I found the book, one day, just where she had left it — in her lovely white wicker chair, next to her bed with the yellow and white flowered quilt. “Waiting For Autumn”. It was, most likely, the last book my mom held, the last book she tried to read, her place still marked. She would have run her fingers over the embossed decorative cover, contemplating the dragonfly printed there. I pictured her squinting, eyes watering, trying to make out the blurred words. I wonder if she liked what she read? I wonder if it made her dream? She had picked up this book, from my sofa by the window, on one of her visits and started reading it. I gave it to her to take home. So when I came across it a few years ago, while we were packing up her bedroom, I needed to have it back. It was, most likely, the last book my mom tried to read, the last book she held.
Our mom turned 90 in September and we felt fortunate that up until that time she was still living at home, able to go out for the occasional adventure. During the last week of August we went to the county fair and a family birthday party; a true gift for all of us. Now, at the end of September, everything is different. And it causes me to look back, once again.

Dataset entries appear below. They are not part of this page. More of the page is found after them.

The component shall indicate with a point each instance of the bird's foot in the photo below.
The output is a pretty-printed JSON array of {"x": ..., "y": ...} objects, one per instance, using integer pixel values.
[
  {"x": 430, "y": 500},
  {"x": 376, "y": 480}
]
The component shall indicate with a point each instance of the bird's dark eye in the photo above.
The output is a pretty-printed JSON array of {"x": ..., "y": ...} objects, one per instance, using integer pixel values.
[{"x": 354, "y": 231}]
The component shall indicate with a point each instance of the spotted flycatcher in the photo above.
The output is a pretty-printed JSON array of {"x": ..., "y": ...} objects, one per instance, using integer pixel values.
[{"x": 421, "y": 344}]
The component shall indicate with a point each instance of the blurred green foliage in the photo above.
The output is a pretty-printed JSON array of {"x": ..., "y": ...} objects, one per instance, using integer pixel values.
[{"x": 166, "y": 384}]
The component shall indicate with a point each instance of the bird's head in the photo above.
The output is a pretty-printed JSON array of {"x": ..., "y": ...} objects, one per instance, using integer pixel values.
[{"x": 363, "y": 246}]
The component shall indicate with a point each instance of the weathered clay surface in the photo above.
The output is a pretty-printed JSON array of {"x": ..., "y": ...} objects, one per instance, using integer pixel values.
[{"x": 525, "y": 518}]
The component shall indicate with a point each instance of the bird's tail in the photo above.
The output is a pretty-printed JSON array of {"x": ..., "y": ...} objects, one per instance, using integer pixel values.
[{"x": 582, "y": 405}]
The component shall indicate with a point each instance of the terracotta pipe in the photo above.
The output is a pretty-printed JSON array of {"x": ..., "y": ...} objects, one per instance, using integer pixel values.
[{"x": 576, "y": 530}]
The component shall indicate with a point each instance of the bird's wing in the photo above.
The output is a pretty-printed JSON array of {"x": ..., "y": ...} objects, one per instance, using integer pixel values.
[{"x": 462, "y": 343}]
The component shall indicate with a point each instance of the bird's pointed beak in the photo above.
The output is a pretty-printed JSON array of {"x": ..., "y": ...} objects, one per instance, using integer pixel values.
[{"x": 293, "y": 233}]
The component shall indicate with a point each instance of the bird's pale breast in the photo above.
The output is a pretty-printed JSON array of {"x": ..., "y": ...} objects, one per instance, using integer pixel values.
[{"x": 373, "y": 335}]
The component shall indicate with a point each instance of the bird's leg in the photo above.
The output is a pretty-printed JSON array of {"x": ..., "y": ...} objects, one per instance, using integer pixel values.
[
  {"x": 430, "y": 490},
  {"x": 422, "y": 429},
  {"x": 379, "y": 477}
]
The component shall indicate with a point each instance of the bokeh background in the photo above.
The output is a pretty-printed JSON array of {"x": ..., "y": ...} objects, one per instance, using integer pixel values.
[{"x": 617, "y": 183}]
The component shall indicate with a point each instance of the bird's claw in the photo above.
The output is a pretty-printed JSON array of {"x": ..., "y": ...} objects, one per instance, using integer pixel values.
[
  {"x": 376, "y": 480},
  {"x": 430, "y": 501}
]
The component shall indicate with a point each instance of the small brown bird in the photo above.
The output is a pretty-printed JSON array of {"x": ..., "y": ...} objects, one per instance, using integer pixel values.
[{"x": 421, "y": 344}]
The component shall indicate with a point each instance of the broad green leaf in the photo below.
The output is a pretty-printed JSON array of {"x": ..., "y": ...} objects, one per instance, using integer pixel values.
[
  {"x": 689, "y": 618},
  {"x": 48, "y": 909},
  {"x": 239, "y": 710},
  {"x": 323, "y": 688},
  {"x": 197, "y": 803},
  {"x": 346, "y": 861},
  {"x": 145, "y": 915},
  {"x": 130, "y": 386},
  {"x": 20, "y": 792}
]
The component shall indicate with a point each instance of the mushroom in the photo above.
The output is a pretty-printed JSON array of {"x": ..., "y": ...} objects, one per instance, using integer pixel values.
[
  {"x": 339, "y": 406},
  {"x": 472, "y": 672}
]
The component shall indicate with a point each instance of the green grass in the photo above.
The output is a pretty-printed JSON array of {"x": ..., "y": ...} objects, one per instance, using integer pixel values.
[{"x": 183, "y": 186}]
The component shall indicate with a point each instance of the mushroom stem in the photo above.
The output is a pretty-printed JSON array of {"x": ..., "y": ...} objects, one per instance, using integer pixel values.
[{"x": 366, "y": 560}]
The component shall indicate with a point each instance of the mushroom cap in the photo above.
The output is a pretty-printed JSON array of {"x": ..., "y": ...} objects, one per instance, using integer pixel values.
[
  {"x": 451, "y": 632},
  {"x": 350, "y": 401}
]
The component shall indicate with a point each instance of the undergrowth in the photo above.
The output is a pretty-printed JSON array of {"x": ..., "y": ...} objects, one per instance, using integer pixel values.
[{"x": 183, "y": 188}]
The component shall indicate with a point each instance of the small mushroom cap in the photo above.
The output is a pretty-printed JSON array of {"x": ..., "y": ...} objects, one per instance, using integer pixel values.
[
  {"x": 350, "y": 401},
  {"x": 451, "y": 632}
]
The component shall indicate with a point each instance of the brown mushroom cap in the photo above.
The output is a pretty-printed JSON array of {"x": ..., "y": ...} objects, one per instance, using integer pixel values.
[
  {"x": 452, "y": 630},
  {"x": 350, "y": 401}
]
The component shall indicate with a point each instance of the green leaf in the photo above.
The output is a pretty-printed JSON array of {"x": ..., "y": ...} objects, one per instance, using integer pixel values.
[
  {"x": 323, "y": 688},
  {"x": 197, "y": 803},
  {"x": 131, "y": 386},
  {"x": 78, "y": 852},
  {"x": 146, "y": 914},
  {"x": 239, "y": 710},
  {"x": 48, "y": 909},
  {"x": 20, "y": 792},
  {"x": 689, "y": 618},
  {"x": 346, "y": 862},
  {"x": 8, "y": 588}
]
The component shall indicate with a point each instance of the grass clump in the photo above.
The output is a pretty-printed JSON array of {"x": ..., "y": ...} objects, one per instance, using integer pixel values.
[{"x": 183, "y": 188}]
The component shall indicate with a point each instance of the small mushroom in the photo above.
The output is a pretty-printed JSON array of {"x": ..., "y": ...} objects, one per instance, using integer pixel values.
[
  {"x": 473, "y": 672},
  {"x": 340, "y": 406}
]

Growing up, we were a family with troubles and joys, struggles and celebrations. We had times of riding the wave, and times when we were tossed in its surf. But thru it all, or because of it all, we formed a close, tight-knit bond, one to the other. While we learned from dad about being our own person, mom taught us that together we formed a picture of completeness — a one for all, all for one philosophy of sorts.
It is from this whole family picture, ever growing and changing as each new member is added, that the shadow of dad is still seen. Now, due to dementia, there is a forming of the space my mom leaves; a space deeply filled with love and memories. And it is from this place that my sisters and I, our husbands, and our children, keep the memories warm, the home fires still burning, the light still on by how much we love our family, with all its flaws, unusualness, bumps, warts, bruises, and stumbles.
I know from experience that, in time, our little 3-ring circus will re-configure around the spaces, and bond together in a much different way, forming a new picture. And that, eventually, this new family picture will take hold, tying our hearts together, re-shaping our lives.
But, for now, we are caught in the in-between of dementia. I wish, more than anything, our mom could come back to us the way she was. I still catch myself going to the phone to call her, expecting to talk the way we used to. But, there is a truth here to accept now, and only prayer can reach it. And, we know that there is a much better place waiting for her.